Inchview
- Location: Glasgow, Scotland
- Coordinates: 55°52′21″N 4°19′52″W﻿ / ﻿55.872371°N 4.330998°W
- Surface: Grass
- Record attendance: 8,000

Construction
- Built: 1875
- Closed: 1897

Tenants
- Partick 1875–1885 Partick Thistle 1885–1897

= Inchview =

Football ground in Glasgow, Scotland

Inchview was a football ground in the Whiteinch area of Glasgow, Scotland. It was the home ground of Partick from the 1870s until 1885, and of Partick Thistle from 1885 until 1897.

==History==
===Partick FC===
Partick F.C. were formed in 1875, with their ground listed as 'Whiteinch' which they were still in the process of developing – it appears this was the same place as Inchview, which was located in that district (the ground name, taken from a neighbouring villa off Dumbarton Road, would have derived from the former status of 'Whyt Inch' as an island on the River Clyde prior to the river being artificially widened, with the removed soil used to connect the island to the mainland). By 1877, when Partick played English club Darwen, the venue for the games in Glasgow was given as 'Inchview', and it can be assumed it was their regular home from then on. The Scottish Football League had yet to be formed, but Partick entered the Scottish Cup from the 1875–76 season.

A local rival emerged in the shape of Partick Thistle, who initially played on public grounds at Overnewton Park (near to Kelvingrove Park at Kelvinhaugh/Yorkhill) after their foundation in 1876, followed by tenancies at Jordanvale (in Whiteinch) from 1880 to 1883, and Muir Park in the heart of the burgh of Partick, which was separate from Glasgow at the time, from 1883 to 1885. Muir Park was also very close to Hamilton Crescent, cricket ground and venue for most of the important early fixtures in Scottish football including the first-ever international match in 1872.

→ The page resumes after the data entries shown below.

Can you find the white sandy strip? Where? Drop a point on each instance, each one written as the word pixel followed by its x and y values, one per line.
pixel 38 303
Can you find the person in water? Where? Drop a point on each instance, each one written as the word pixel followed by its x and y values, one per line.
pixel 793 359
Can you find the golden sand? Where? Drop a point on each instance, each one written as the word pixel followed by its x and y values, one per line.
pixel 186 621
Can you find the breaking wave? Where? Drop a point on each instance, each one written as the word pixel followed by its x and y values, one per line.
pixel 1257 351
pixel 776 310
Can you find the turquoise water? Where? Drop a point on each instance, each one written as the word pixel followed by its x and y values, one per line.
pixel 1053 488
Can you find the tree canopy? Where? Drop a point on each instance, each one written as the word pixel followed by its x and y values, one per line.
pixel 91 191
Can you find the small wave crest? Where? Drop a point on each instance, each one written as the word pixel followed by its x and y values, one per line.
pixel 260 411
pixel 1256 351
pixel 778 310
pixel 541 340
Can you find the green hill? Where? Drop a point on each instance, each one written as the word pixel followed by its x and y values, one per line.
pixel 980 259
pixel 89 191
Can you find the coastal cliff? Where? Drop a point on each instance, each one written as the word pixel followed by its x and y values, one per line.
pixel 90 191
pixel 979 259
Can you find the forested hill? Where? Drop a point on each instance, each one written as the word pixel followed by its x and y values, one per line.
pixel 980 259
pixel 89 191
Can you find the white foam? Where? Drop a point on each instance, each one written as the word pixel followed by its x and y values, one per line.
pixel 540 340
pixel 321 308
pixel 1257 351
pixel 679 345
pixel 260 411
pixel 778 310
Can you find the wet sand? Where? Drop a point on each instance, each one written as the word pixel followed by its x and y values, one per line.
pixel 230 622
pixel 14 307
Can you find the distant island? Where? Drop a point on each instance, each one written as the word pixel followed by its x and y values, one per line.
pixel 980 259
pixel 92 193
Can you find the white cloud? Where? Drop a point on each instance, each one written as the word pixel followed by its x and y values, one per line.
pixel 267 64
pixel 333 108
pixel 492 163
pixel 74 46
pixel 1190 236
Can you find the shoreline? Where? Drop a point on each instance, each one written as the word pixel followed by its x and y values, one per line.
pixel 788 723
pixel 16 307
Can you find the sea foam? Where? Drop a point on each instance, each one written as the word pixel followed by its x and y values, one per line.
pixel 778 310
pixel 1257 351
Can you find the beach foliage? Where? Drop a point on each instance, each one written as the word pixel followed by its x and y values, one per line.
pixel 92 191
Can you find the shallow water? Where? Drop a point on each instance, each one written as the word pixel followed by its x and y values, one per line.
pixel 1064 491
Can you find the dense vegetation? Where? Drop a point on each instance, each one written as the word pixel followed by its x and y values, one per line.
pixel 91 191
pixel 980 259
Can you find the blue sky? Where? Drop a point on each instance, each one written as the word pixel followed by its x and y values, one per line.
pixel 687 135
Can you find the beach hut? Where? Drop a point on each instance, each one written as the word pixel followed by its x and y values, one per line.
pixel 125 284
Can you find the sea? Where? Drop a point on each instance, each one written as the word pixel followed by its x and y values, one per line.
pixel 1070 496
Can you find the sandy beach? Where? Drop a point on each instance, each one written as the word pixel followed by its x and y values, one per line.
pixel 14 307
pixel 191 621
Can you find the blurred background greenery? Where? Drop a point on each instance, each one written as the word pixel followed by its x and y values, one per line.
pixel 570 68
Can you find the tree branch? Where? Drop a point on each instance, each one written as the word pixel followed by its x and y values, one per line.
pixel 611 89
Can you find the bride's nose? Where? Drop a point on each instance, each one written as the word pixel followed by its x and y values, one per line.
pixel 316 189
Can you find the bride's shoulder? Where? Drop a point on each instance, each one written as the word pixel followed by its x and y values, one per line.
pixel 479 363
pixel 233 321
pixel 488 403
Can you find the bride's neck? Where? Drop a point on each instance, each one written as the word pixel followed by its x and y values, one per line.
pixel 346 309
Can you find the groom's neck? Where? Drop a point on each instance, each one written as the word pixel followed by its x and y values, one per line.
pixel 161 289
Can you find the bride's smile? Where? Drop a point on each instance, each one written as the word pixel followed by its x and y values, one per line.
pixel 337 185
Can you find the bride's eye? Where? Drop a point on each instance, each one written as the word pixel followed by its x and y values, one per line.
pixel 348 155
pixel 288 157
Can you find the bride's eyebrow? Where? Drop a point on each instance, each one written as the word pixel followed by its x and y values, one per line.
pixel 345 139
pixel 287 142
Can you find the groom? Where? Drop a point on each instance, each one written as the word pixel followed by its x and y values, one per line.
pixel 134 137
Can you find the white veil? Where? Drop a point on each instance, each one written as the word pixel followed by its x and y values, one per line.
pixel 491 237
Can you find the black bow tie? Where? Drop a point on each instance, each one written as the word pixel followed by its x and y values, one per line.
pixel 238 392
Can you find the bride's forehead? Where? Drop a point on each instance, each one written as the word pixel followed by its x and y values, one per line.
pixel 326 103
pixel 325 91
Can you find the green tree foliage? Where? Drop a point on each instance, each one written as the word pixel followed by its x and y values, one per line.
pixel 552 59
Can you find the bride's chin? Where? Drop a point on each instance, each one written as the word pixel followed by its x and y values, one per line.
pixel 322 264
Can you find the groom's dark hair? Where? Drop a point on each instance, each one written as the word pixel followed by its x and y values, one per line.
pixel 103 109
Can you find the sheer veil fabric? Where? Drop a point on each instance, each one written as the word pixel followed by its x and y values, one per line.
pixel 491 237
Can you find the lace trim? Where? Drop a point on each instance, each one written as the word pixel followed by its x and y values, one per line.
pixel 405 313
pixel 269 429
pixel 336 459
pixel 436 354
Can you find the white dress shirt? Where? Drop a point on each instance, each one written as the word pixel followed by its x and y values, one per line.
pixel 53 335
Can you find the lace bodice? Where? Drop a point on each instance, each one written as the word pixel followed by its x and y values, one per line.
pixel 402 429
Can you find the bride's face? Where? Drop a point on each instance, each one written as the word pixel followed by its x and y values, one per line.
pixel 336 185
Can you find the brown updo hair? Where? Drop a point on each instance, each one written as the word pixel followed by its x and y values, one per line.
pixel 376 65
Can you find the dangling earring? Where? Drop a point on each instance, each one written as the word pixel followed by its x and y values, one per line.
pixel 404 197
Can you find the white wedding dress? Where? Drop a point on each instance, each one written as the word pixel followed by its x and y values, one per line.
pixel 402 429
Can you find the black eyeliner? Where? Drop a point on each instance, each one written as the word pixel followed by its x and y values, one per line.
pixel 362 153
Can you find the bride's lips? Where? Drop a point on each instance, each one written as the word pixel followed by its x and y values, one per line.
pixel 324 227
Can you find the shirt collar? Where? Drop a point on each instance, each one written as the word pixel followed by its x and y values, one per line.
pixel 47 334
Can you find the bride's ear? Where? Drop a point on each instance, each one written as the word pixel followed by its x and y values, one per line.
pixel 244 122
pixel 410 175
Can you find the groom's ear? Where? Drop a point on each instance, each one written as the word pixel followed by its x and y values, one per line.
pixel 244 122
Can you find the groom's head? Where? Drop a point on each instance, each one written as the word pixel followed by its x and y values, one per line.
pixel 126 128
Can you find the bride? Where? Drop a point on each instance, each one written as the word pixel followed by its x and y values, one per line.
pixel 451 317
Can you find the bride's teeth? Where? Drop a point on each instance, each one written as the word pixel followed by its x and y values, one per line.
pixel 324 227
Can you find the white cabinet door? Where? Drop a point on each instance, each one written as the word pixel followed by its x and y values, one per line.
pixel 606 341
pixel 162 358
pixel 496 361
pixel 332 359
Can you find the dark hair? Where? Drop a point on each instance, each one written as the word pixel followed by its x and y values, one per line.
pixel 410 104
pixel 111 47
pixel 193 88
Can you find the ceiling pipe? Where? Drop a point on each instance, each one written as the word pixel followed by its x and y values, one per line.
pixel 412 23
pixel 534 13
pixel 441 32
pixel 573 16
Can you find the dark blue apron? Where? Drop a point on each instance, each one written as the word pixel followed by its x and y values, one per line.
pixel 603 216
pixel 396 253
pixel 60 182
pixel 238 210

Thistle had been growing in stature, entering the Scottish Cup (along with Partick) for the first time in 1880–81 and consistently beating their neighbours whenever they met. In summer 1885, it was announced that Partick had gone defunct and Partick Thistle would be moving in as tenants at Inchview (although not stated as a merger or takeover, effectively this is what occurred). The Muir Park grounds were sold for housebuilding; Gardner Street and Muirpark Street occupy the site today.

===Partick Thistle===
Partick Thistle's first match as residents of Inchview was a friendly against Abercorn on 22 August 1885 which finished 4–4. The ground hosted one tie in the English FA Cup which at that time included entrants from the other Home nations – Thistle routed Fleetwood Rangers 7–0 in the 1886–87 edition. The record attendance at the ground was set in 1887, when 8,000 attended a 2–1 Scottish Cup victory for Partick Thistle over Rangers. Inchview was also the club's home during their two seasons in the Scottish Football Alliance competition (1891 to 1983), and for their first four years in Scottish Football League Division Two (1893 to 1897). The first SFL fixture at the ground was a 3–0 defeat to Abercorn on 26 August 1893.

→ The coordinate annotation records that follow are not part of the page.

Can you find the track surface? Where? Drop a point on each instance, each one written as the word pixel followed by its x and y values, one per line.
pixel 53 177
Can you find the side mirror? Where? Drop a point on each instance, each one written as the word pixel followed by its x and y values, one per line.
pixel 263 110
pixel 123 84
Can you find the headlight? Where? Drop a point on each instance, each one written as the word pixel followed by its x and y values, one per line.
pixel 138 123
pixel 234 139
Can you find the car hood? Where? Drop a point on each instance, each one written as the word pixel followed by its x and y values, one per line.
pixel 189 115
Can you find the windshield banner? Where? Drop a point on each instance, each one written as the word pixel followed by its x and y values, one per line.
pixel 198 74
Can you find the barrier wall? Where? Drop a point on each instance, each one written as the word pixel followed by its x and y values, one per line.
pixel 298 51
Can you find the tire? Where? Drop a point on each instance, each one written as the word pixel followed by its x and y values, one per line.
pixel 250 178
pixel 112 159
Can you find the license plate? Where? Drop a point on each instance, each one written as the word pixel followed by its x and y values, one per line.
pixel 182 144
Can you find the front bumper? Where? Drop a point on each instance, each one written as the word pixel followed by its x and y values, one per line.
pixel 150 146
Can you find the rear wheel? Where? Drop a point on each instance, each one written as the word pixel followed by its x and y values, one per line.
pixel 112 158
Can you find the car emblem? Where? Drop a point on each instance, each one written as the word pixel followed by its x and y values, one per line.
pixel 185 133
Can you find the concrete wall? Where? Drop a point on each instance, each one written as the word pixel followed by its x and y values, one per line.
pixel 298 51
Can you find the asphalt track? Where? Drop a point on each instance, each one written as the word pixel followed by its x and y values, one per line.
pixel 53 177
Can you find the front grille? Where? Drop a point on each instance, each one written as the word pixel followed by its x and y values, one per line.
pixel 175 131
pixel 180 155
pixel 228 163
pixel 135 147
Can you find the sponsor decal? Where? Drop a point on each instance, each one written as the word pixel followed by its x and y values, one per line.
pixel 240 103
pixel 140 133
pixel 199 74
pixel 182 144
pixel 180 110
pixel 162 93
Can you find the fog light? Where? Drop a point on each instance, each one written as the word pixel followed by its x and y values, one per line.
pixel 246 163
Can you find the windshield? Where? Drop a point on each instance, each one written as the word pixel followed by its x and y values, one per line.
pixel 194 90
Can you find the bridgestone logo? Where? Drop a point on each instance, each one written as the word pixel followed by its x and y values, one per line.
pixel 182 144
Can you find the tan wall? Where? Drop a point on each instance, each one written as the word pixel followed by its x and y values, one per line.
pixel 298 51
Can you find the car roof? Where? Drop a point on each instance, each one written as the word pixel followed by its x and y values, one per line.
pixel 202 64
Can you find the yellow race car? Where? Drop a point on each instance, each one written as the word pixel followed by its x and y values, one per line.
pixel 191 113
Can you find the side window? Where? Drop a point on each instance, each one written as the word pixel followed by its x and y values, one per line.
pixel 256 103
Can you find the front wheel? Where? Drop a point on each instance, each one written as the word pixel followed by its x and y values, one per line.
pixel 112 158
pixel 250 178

On 10 March 1894, the record margin of victory in the Scottish League was recorded at Inchview when Partick Thistle defeated [[Thistle F.C.|[Glasgow] Thistle]] 13–1; the record only stood for a year, exceeded by Dundee Wanderers' 15–1 loss to Airdrieonians the following season, but these two results still stand alone as the biggest wins in the competition. In April 1894, Inchview was the venue for a Glasgow Junior Cup final between two local teams (Ashfield and Glasgow Perthshire, both based in Possilpark and still active in the 21st century).

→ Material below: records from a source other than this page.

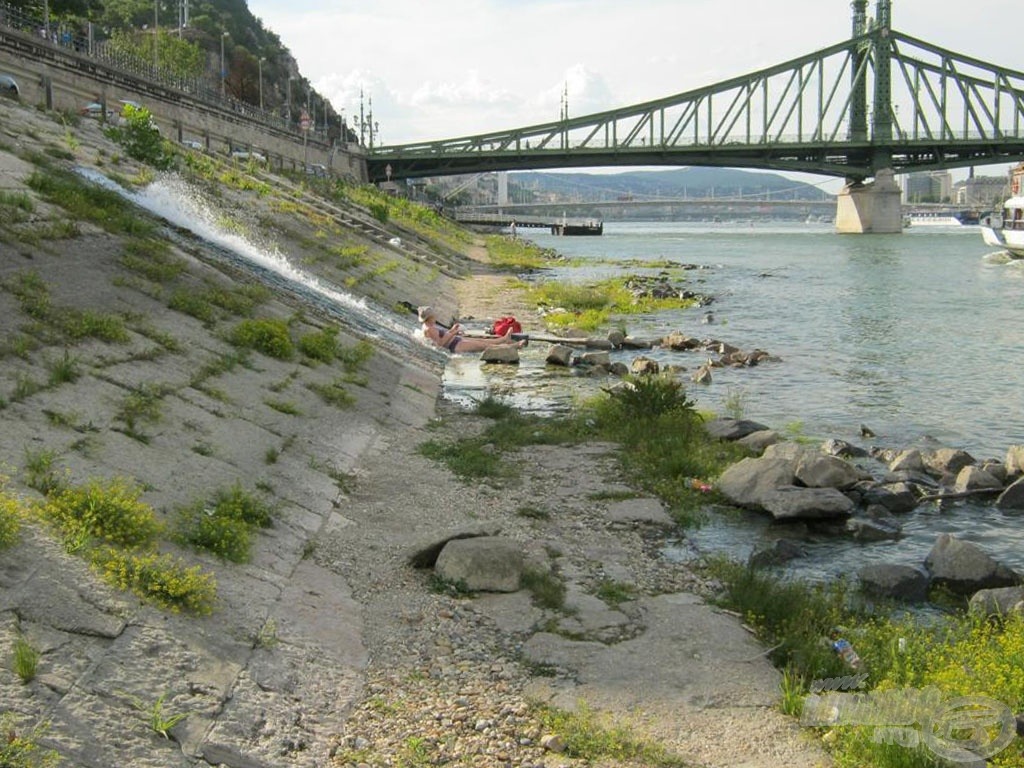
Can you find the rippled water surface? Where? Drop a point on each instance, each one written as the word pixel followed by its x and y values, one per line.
pixel 919 336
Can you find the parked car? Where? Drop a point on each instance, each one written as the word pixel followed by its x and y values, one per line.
pixel 245 156
pixel 95 110
pixel 8 86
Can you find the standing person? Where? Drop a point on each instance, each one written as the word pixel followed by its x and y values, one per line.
pixel 453 340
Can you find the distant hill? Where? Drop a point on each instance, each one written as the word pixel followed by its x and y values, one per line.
pixel 674 183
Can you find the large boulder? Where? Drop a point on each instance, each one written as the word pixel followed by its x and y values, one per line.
pixel 820 471
pixel 1015 461
pixel 559 354
pixel 727 428
pixel 747 481
pixel 795 503
pixel 907 461
pixel 946 461
pixel 975 478
pixel 965 567
pixel 482 564
pixel 996 602
pixel 895 582
pixel 424 554
pixel 895 497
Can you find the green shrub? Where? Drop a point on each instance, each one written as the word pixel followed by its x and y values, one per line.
pixel 321 345
pixel 19 747
pixel 141 138
pixel 105 510
pixel 203 527
pixel 649 396
pixel 355 356
pixel 10 517
pixel 25 660
pixel 224 525
pixel 267 336
pixel 239 504
pixel 161 579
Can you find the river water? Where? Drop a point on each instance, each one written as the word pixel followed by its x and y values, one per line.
pixel 919 336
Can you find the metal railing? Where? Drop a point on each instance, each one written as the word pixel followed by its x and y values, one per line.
pixel 81 41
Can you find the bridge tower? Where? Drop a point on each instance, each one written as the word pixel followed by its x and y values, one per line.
pixel 872 206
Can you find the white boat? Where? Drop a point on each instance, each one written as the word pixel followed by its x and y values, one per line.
pixel 940 218
pixel 1006 230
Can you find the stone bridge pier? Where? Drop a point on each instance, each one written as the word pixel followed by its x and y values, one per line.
pixel 869 208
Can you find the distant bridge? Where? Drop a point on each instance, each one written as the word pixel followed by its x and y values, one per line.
pixel 930 109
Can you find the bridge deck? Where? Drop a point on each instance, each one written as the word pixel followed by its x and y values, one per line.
pixel 557 224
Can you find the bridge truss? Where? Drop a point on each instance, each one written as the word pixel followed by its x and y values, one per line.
pixel 932 109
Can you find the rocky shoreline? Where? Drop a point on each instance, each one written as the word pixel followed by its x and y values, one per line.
pixel 327 647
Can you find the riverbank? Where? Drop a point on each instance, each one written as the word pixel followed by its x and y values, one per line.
pixel 124 357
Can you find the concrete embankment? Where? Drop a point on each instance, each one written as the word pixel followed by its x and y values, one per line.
pixel 274 667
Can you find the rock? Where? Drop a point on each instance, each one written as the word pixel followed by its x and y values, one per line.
pixel 1015 461
pixel 645 510
pixel 777 552
pixel 996 602
pixel 553 742
pixel 946 461
pixel 631 342
pixel 818 471
pixel 748 481
pixel 702 375
pixel 1012 500
pixel 678 342
pixel 482 564
pixel 895 497
pixel 965 567
pixel 996 469
pixel 644 367
pixel 601 359
pixel 726 428
pixel 893 581
pixel 424 555
pixel 873 529
pixel 842 449
pixel 501 353
pixel 559 354
pixel 758 441
pixel 795 503
pixel 907 461
pixel 974 478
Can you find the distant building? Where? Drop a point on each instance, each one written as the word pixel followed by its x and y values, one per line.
pixel 982 192
pixel 930 186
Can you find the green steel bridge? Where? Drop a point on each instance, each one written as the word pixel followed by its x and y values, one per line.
pixel 882 99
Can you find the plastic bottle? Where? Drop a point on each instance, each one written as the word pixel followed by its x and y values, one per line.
pixel 846 652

In October 1894, Partick Thistle appeared to have secured a famous win at the ground with a 1–0 win over Rangers in the semi-final of the Glasgow Cup; however, Rangers successfully protested that Partick had used ineligible players, and a replay was ordered, with the Govan club winning 5–3.

====Plans to move====
By 1896, the condition of the pitch and facilities at Inchview was coming in for heavy criticism, and the club were habitually recording better results away than at home, while there was no stand for spectators and points around the peripheries of the ground where matches could be watched without entry fees being paid. As the lease on the land was only short-term, Thistle could be asked to vacate at short notice, and to this end they sought a new ground with more stability which they could improve, finding a suitable site at Meadowside on the banks of the river closer to the centre of Partick. Despite having to be conservative with finances to fund the move, the plans coincided with a strong period on the field, as the team won the 1896–97 Scottish Division Two title. Automatic promotion had not yet been introduced, but Partick were elected to the top division for the first time. The final SFL match at Inchview was a 2–0 win over Kilmarnock, but more important had been the 5–0 victory over closest challengers Leith Athletic a few weeks earlier, with 4,000 attending that decisive match, a decent attendance on the same day as the Scottish Cup Final was taking place. Additional friendly matches played at Inchview before the completion of the switch to Meadowside included a 4–3 win over Blackburn Rovers.

==Later use of site==
Tenements were later built over the site of Inchview, as well as a road (Ferryden Street) leading down to the launching point for the Whichinch-Linthouse ferry across the river. In turn, this became the route of the Clyde Tunnel (completed 1963), with its northern entry building occupying almost the same point as the ground.